GREEN, J., concurs. SHEVIN, J., dissents.

NOTES

[1] Section 57.105 was amended in 1999. Both parties agree that it is the amended version of the statute that is applicable to the instant dispute. As explained in Forum v. Boca Burger, Inc., 788 So. 2d 1055 (Fla. 4th DCA 2001), the 1999 amendment to section 57.105 considerably changed the standards governing fee awards: the statute does not apply only to an entire action, but now applies to any claim or defense, and the awards of fees are no longer limited to situations in which there is a complete absence of a justiciable issue of either law or fact raised by the losing party, as the operative standard is that the party and counsel knew or should have known that any claim or defense asserted was not supported by the facts, or not supported by an application of then existing law.

[2] The order at issue stated in part that the trial judge had decided not to award fees under section 57.105, "based upon the allegations made by Potash, the equities, and the totality of the circumstances, including that O'Grady has had her fees paid pursuant to an indemnification agreement."

[3] O'Grady and Potash were Board Directors at Fisher Island Club, Inc.
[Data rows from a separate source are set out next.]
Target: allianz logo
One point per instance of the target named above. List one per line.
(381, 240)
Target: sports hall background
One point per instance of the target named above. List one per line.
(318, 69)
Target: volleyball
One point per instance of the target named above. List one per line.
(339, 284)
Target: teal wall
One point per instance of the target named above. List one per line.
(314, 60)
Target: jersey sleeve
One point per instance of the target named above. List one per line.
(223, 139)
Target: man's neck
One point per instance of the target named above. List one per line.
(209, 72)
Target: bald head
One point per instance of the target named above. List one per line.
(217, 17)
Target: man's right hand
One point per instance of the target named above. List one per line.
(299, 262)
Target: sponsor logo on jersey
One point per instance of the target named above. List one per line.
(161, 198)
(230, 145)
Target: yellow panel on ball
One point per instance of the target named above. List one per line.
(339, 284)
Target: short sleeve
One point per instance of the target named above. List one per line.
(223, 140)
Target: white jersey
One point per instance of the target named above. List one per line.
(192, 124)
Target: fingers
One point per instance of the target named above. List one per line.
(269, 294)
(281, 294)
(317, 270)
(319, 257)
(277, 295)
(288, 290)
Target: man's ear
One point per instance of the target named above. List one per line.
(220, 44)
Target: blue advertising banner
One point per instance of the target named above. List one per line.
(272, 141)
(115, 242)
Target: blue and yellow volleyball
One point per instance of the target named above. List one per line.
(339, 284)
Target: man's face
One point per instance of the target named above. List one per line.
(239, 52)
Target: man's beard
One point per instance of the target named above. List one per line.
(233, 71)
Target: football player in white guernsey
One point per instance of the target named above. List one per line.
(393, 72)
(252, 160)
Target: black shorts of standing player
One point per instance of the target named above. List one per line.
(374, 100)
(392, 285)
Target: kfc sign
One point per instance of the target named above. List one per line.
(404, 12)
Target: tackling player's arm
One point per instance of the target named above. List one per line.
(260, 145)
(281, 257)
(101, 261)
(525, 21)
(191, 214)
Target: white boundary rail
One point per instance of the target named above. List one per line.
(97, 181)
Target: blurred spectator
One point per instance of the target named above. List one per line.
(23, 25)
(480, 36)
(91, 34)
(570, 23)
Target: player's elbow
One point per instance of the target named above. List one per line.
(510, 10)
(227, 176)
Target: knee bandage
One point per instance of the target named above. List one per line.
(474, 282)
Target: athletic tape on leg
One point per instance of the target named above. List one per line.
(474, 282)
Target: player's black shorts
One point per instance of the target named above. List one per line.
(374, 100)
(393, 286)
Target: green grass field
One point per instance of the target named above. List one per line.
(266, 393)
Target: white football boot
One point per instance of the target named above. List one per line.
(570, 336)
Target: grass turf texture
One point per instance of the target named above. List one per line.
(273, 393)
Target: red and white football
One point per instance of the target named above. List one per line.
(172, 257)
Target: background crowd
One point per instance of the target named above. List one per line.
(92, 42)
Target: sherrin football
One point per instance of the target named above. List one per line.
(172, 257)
Boca Investors agreed to purchase land on Fisher Island from Island Developers and was attempting to set up financing for that purpose. Boca Investors alleged that as a result of a wave of litigation initiated by Potash and others, the deal had gone sour. Boca Investors sued Potash claiming Tortious Civil Conspiracy and Civil Conspiracy to Tortiously Interfere with an Advantageous Business Relationship. Potash maintained that the moving force in the litigation was O'Grady and filed his third party action for contribution, indemnification, subrogation, and equitable subrogation. O'Grady filed her motion to dismiss for failure to state a cause of action. The trial court granted the motion to dismiss the contribution claim but left the indemnification claim, where Potash claimed various justifications including a vicarious relationship with O'Grady. Thereafter, Potash filed a voluntary dismissal. O'Grady then filed her motion for attorney fees under section 57.105, arguing Potash's action had no merit under the facts or the law.